3. Fine-tuning is not the answer. The data shows that RAG and agentic systems outperform fine-tuning in medical tasks: better response quality, zero hallucinations, and +36pp accuracy with agents. The winning strategy is intelligent orchestration, not weight modification.

4. The real advantage of open weights is sovereignty. The ability to run the model on your own servers, without dependency on external APIs, in compliance with GDPR and healthcare regulation -- that is priceless.

5. The future is not cathedral vs. bazaar. It is open base model + intelligent orchestration + proprietary data.

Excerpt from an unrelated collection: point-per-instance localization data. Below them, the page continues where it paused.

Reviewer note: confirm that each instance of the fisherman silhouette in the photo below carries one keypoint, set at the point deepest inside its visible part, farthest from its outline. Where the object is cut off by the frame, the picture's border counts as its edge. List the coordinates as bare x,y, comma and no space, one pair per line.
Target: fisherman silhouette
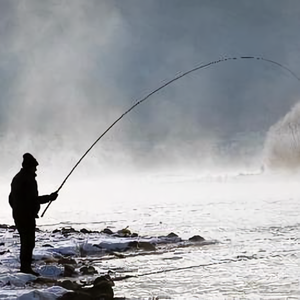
25,203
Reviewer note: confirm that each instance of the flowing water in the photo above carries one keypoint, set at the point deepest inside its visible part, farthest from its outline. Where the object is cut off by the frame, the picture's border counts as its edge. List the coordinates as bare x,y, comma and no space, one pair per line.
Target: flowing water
253,218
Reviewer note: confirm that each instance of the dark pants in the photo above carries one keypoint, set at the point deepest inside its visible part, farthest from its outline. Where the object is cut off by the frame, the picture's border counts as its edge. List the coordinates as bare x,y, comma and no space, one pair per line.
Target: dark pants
26,228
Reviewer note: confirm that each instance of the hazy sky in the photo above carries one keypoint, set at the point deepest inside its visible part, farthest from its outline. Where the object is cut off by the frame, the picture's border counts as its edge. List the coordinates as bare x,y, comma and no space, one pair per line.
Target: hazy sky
69,68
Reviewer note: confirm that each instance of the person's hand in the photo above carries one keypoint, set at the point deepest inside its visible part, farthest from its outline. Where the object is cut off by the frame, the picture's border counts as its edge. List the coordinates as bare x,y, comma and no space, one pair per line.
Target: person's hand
53,196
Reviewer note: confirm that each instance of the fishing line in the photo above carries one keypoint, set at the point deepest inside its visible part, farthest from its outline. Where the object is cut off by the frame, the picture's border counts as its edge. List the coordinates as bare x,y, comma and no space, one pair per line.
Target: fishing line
221,262
177,77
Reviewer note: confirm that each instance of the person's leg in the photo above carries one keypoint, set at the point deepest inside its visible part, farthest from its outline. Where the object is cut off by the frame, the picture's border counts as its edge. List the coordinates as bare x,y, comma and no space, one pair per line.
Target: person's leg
27,236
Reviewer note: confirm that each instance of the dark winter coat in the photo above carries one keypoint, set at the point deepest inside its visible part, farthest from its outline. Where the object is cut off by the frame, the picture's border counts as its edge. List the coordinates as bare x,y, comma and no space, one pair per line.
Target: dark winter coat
24,197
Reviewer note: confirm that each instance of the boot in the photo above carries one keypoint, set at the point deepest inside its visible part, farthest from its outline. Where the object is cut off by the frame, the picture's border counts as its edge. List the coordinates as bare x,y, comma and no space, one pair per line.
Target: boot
29,271
26,268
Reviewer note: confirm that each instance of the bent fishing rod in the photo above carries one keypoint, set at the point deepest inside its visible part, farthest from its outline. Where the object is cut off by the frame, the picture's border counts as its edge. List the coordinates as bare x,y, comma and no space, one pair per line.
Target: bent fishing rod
179,76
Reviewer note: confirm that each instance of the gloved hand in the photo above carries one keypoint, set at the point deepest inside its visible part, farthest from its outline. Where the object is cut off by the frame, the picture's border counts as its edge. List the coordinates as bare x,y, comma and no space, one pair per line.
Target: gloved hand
53,196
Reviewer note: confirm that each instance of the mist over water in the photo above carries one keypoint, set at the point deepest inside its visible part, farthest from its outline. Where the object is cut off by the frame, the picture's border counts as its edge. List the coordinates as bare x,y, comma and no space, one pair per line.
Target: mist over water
68,69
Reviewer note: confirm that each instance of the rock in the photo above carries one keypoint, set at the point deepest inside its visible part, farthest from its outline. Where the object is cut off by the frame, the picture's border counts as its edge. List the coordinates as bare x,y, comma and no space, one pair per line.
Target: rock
88,270
47,245
172,235
196,238
69,270
101,289
69,285
107,231
142,245
125,232
66,260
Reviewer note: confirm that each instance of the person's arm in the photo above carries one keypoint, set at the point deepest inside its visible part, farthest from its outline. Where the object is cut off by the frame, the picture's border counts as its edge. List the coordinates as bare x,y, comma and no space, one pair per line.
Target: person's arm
47,198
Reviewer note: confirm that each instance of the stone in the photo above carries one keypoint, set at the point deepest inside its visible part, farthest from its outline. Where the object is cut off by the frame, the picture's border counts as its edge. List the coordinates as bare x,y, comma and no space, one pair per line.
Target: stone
69,270
88,270
196,238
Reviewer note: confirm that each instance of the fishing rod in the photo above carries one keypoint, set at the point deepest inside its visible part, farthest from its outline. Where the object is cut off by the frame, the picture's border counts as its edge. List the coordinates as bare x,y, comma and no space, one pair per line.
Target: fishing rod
202,66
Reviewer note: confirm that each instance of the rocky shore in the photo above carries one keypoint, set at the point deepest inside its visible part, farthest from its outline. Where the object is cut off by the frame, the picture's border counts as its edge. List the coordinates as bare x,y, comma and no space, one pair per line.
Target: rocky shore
68,260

A hospital that deploys Llama 4 Maverick with RAG over its clinical guidelines combines the best of both worlds: the power of a 400B parameter model with the customization of its own data, without fine-tuning and without sending sensitive information to third parties.

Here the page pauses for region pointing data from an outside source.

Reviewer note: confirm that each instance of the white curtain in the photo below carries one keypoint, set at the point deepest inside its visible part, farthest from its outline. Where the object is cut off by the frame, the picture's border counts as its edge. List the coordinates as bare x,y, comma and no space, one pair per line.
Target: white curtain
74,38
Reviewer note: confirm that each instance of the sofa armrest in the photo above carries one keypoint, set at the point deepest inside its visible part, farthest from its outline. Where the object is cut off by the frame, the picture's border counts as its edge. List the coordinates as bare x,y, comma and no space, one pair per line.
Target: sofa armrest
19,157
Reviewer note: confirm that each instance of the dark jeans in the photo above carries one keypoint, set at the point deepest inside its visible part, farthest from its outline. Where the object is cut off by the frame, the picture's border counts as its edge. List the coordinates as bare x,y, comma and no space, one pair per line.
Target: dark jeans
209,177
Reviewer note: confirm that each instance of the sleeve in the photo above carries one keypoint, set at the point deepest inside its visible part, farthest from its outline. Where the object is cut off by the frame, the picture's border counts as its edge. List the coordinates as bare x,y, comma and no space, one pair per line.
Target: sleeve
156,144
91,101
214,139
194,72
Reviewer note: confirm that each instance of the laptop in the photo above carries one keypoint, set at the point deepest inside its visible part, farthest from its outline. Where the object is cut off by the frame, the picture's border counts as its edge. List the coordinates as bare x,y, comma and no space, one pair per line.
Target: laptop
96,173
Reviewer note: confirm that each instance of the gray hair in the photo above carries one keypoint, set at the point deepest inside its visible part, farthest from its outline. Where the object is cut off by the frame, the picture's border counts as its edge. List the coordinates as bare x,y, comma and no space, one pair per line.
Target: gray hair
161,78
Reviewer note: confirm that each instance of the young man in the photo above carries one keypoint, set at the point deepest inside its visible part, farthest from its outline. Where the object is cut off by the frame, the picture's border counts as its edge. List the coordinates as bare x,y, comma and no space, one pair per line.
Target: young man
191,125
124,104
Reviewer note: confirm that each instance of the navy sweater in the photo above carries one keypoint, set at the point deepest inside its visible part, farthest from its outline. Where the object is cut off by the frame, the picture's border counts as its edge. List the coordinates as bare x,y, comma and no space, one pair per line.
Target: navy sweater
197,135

Eric S. Raymond was right: the bazaar eventually overtakes the cathedral. But in medical AI, the 2026 bazaar is not a chaotic fair of individual contributions. It is an ecosystem where Meta, Alibaba, DeepSeek, and Google publish entire cathedrals -- and the community furnishes them, connects them, and puts them to work.

The cathedral is no longer alone. And that, for medicine, is excellent news.


Notas y Referencias

  1. Raymond, E. S. (1999). The Cathedral and the Bazaar: Musings on Linux and Open Source by an Accidental Revolutionary. O'Reilly Media. The original essay was presented in 1997 and published as a book in 1999.
  2. Open Source Initiative (2024). The Open Source AI Definition v1.0. Published October 28, 2024. opensource.org/ai/open-source-ai-definition
  3. DeepSeek-AI (2025). DeepSeek-R1: Incentivizing Reasoning Capability in LLMs via Reinforcement Learning. arXiv:2501.12948. One of the most detailed papers on the training process of a reasoning model.
  4. Qwen Team (2025). Qwen3 Technical Report. qwenlm.github.io/blog/qwen3. Description of the MoE architecture and thinking mode.
  5. Soman, S. et al. (2025). Comparative Evaluation of RAG and Fine-Tuning for Medical Question Answering. MDPI Bioengineering, 12(2), 123. RAG achieved BLEU 0.41 vs. 0.063 for fine-tuning in medical responses.
  6. Pal, A. et al. (2025). A Systematic Review of Retrieval-Augmented Generation in Medical AI. PMC. RAG eliminated hallucinations (0%) when contextual reference documents were provided.
  7. Schmidgall, S. et al. (2025). AgentMD: A Systematic Review of AI Agents in Medicine. medRxiv. Medical agents improved accuracy by a median of +36 percentage points over non-agentic models.
  8. General Data Protection Regulation (GDPR), Art. 22: Automated individual decision-making. The GDPR establishes the right not to be subject to decisions based solely on automated processing, with regulated exceptions.
  9. Google Health AI (2025). MedGemma: Open Models for Medical AI. June 2025. MedGemma 27B achieved 87.7% on MedQA with open weights based on Gemma 3.
  10. Meta AI (2025). Llama for Healthcare: Best Practices and Safety Guidelines. Official guidelines for using Llama in healthcare applications.